Given a matrix $\mathbf{A}\in\mathbb{R}^{m\times n}$ and vectors $\mathbf{b}\in\mathbb{R}^m$ and $\mathbf{y}\in\mathbb{R}^n$, I need to find the vector $\mathbf{x_*}\in\mathbb{R}^n$ such that
$$\mathbf{x_*} = \text{arg}\min_{\mathbf{x}\in\mathbb{R}^n}{||\mathbf{x-y}||^2+||\mathbf{Ax}-\mathbf{b}||^2}$$
If $\mathbf{y}$ satisfies that $\mathbf{Ay=b}$, then $\mathbf{x}_*=y$. This is the trivial case. So, we assume from here to below that $\mathbf{Ay\neq b}$.
It's easy to check that $||\mathbf{x-y}||^2+||\mathbf{Ax}-\mathbf{b}||^2 = \left\Vert\begin{bmatrix}\mathbf{A}\\\mathbf{I}\end{bmatrix}\mathbf{x}-\begin{bmatrix}\mathbf{b}\\\mathbf{y}\end{bmatrix} \right\Vert^2$. So, by lemmas 2.1 y 2.2 in [1] we have that $\mathbf{x}_* = \begin{bmatrix}\mathbf{A}\\\mathbf{I}\end{bmatrix}^\dagger\begin{bmatrix}\mathbf{b}\\\mathbf{y}\end{bmatrix}\hspace{1em}$where $^\dagger$ denotes de psuedo-inverse of a matrix.
I found on internet that an alternative solution, is to find the vector $\mathbf{x}$ such that the gradient of $||\mathbf{x-y}||^2+||\mathbf{Ax}-\mathbf{b}||^2$ is null. Then, I yields to the followin system
$$\mathbf{(I+A^TA)x=y+A^Tb}$$
My question is, why
$$\mathbf{x}_* = \begin{bmatrix}\mathbf{A}\\\mathbf{I}\end{bmatrix}^\dagger\begin{bmatrix}\mathbf{b}\\\mathbf{y}\end{bmatrix} = \mathbf{(I+A^TA)^{-1}(y+A^Tb)} $$
[1] Piziak, R., and P. L. Odell. "Affine projections." Computers & Mathematics with Applications 48.1-2 (2004): 177-190.
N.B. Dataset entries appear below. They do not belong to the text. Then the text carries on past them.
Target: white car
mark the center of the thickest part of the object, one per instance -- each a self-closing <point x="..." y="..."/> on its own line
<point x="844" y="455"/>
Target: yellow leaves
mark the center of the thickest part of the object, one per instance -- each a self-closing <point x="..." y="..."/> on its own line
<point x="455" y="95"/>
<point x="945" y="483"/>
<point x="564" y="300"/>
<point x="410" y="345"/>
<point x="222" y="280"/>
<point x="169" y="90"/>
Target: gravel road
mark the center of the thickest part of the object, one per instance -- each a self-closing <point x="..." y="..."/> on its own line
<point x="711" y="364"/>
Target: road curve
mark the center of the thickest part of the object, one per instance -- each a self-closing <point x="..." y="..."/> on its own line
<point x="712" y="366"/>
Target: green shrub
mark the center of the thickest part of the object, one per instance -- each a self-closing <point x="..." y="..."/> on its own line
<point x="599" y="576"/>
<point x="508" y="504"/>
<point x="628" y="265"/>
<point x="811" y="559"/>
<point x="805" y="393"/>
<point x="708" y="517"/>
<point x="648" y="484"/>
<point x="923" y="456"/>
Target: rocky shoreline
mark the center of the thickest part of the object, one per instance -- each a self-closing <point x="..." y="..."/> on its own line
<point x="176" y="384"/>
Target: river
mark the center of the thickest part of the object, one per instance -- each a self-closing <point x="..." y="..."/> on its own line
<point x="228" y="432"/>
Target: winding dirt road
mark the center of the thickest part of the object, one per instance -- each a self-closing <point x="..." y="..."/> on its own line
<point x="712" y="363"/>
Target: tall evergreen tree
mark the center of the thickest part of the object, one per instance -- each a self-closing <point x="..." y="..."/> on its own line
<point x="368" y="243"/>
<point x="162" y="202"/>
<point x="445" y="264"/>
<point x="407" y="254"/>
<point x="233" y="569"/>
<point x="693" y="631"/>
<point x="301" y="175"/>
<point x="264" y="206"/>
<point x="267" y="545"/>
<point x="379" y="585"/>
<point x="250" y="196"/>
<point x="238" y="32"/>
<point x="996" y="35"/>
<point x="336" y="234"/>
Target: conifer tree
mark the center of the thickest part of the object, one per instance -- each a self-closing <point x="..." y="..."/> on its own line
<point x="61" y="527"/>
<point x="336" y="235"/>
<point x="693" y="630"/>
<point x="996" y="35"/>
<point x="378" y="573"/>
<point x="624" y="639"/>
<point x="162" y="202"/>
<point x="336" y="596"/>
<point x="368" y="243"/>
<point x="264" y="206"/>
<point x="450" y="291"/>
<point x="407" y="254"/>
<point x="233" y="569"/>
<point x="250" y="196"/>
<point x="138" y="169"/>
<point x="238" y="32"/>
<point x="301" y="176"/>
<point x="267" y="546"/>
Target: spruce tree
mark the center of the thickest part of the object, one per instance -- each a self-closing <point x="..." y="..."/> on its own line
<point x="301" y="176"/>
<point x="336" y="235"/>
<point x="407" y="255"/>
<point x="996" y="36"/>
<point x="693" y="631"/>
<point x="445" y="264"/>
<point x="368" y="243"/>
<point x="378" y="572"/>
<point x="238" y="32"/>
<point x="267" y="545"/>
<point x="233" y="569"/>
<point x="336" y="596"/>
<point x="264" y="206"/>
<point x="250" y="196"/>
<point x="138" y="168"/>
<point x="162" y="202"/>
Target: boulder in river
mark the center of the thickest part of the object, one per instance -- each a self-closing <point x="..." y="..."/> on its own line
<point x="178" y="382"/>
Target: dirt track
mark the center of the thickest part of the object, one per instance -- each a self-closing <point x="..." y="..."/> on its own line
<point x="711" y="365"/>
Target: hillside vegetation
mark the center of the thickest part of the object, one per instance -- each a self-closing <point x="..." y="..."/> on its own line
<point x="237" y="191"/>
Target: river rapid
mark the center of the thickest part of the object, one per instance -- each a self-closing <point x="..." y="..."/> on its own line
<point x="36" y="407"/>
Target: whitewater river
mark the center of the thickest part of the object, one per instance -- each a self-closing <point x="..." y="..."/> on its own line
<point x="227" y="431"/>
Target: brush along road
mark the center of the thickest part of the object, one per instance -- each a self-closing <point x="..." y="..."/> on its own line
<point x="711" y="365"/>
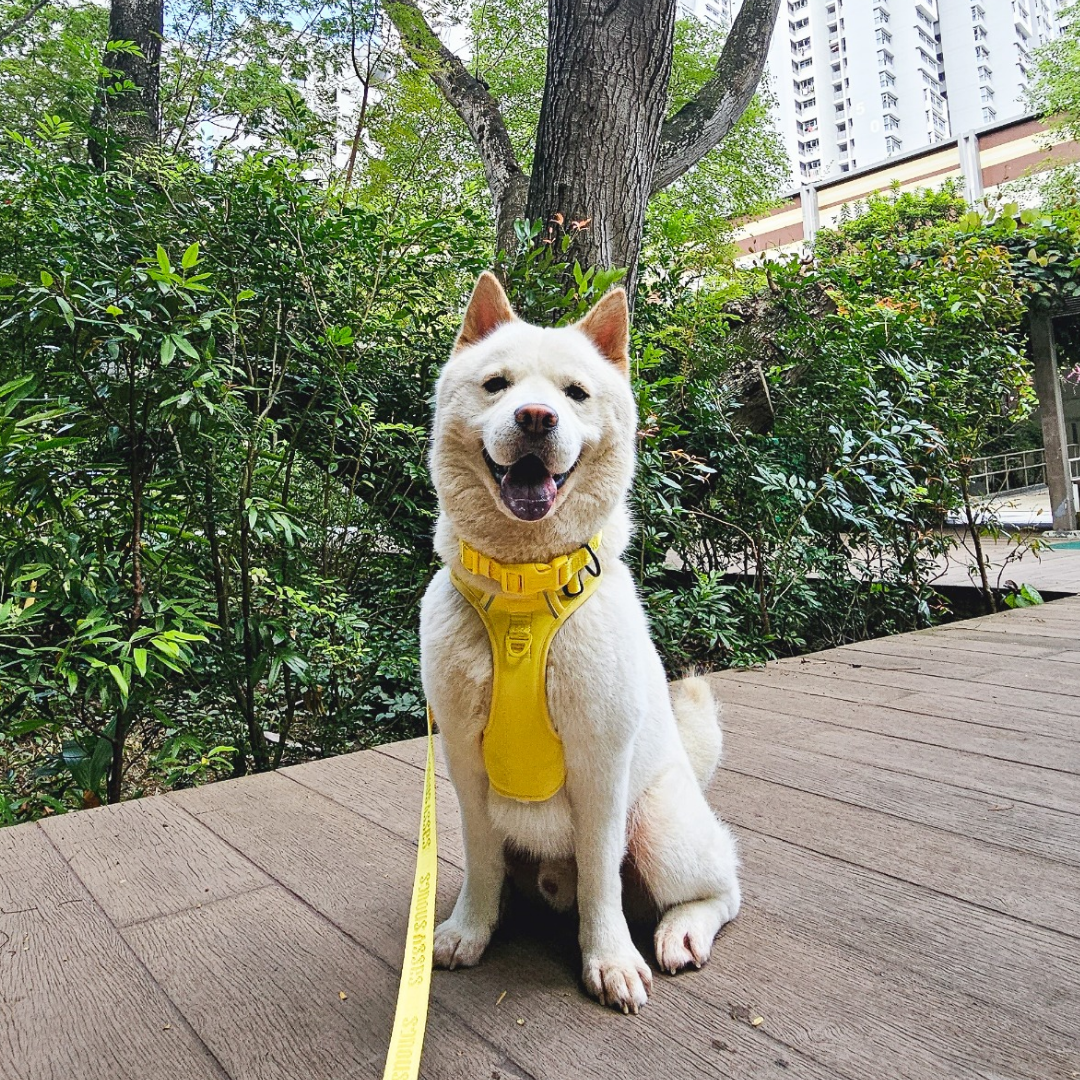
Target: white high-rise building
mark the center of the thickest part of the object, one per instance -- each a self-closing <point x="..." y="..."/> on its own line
<point x="859" y="81"/>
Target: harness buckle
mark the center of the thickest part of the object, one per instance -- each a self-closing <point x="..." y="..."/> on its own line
<point x="520" y="637"/>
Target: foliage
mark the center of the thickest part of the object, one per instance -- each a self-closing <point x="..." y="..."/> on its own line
<point x="1054" y="88"/>
<point x="216" y="516"/>
<point x="422" y="153"/>
<point x="51" y="67"/>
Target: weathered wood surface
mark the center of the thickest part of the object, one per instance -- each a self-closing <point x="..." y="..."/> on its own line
<point x="909" y="818"/>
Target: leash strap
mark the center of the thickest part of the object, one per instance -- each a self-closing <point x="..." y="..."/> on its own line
<point x="406" y="1043"/>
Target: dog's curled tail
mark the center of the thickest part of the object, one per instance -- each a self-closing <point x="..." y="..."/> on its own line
<point x="698" y="717"/>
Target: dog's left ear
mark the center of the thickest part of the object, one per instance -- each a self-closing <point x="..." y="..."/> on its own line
<point x="607" y="326"/>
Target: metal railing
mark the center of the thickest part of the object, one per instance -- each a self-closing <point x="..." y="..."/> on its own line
<point x="1009" y="472"/>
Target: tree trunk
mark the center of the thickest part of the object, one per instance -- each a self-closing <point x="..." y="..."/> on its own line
<point x="605" y="94"/>
<point x="603" y="146"/>
<point x="126" y="119"/>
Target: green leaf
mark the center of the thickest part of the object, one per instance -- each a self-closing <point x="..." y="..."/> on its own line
<point x="118" y="676"/>
<point x="186" y="347"/>
<point x="66" y="311"/>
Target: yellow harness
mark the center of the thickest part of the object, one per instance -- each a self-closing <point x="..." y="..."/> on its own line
<point x="522" y="750"/>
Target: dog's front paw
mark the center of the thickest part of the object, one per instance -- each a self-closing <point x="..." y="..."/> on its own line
<point x="458" y="945"/>
<point x="620" y="980"/>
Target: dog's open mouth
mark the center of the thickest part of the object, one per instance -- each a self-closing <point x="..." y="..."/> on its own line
<point x="526" y="487"/>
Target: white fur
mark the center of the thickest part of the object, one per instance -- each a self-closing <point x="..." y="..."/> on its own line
<point x="631" y="783"/>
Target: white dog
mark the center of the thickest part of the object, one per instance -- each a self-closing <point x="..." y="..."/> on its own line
<point x="532" y="456"/>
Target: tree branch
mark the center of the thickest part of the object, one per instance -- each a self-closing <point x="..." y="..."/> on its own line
<point x="13" y="27"/>
<point x="706" y="118"/>
<point x="471" y="99"/>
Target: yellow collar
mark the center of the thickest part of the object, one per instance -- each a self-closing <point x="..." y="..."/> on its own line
<point x="528" y="578"/>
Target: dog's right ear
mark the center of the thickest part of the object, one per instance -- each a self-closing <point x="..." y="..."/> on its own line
<point x="488" y="309"/>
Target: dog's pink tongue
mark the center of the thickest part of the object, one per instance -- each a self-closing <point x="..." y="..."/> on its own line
<point x="528" y="489"/>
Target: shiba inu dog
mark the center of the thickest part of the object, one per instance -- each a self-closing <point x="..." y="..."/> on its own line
<point x="532" y="457"/>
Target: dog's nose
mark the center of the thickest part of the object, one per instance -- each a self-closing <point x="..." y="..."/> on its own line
<point x="536" y="419"/>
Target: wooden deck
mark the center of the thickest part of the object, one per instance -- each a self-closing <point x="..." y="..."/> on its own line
<point x="909" y="818"/>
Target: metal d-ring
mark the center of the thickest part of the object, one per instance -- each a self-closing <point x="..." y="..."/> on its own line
<point x="596" y="563"/>
<point x="593" y="569"/>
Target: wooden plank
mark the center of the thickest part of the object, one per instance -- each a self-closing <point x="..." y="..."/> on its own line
<point x="73" y="1000"/>
<point x="415" y="751"/>
<point x="1023" y="673"/>
<point x="145" y="859"/>
<point x="953" y="698"/>
<point x="1017" y="825"/>
<point x="260" y="975"/>
<point x="856" y="1014"/>
<point x="358" y="875"/>
<point x="1033" y="630"/>
<point x="368" y="787"/>
<point x="1000" y="743"/>
<point x="805" y="990"/>
<point x="1027" y="972"/>
<point x="1007" y="781"/>
<point x="1013" y="882"/>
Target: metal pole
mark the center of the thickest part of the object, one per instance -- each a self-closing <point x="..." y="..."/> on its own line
<point x="811" y="217"/>
<point x="971" y="165"/>
<point x="1048" y="389"/>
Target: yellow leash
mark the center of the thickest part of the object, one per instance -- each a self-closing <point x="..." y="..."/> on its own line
<point x="406" y="1043"/>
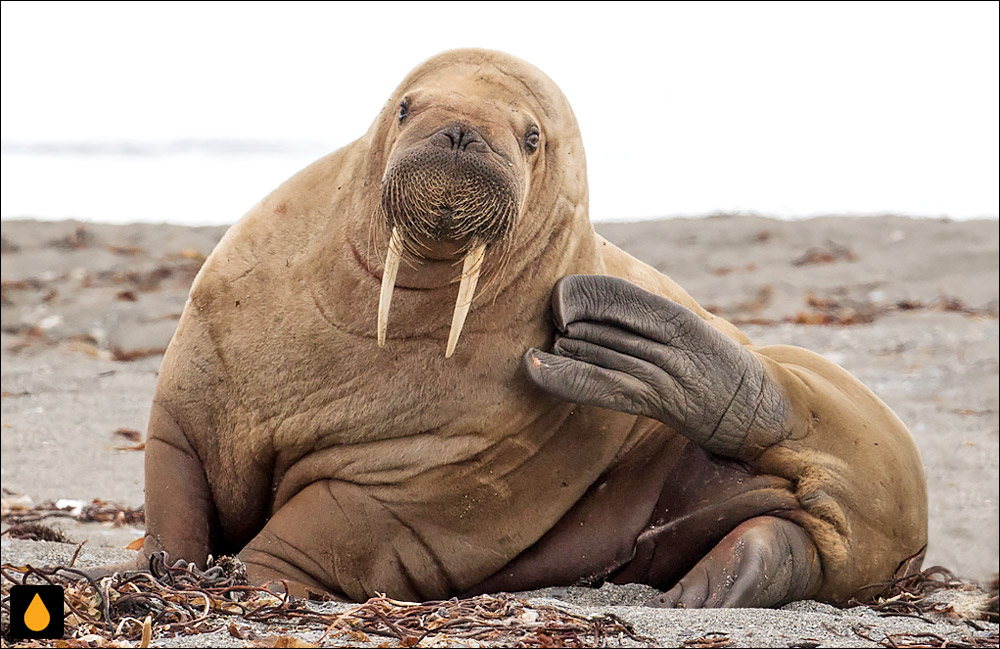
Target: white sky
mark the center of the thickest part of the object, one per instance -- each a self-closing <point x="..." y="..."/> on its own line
<point x="777" y="108"/>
Here is a shorter answer. Wikipedia mentions that the generalized inverse of a matrix $\begin{bmatrix}\mathbf{A} \\\mathbf{I}\end{bmatrix}$ can be expressed as $\left(\begin{bmatrix}\mathbf{A} \\ \mathbf{I}\end{bmatrix}^T\begin{bmatrix}\mathbf{A} \\ \mathbf{I}\end{bmatrix}\right)^{-1}\begin{bmatrix}\mathbf{A} \\ \mathbf{I}\end{bmatrix}^T$, if the inverse exists. This expression simplifies to $\left(\mathbf{A^TA + I}\right)^{-1}\begin{bmatrix}\mathbf{A} \\\mathbf{I}\end{bmatrix}^T$. Therefore, $$\mathbf{x}_* = \begin{bmatrix}\mathbf{A}\\\mathbf{I}\end{bmatrix}^\dagger\begin{bmatrix}\mathbf{b}\\\mathbf{y}\end{bmatrix} = \left(\mathbf{A^TA + I}\right)^{-1}\begin{bmatrix}\mathbf{A} \\\mathbf{I}\end{bmatrix}^T \begin{bmatrix}\mathbf{b}\\\mathbf{y}\end{bmatrix} = \mathbf{(I+A^TA)^{-1}(y+A^Tb)}. $$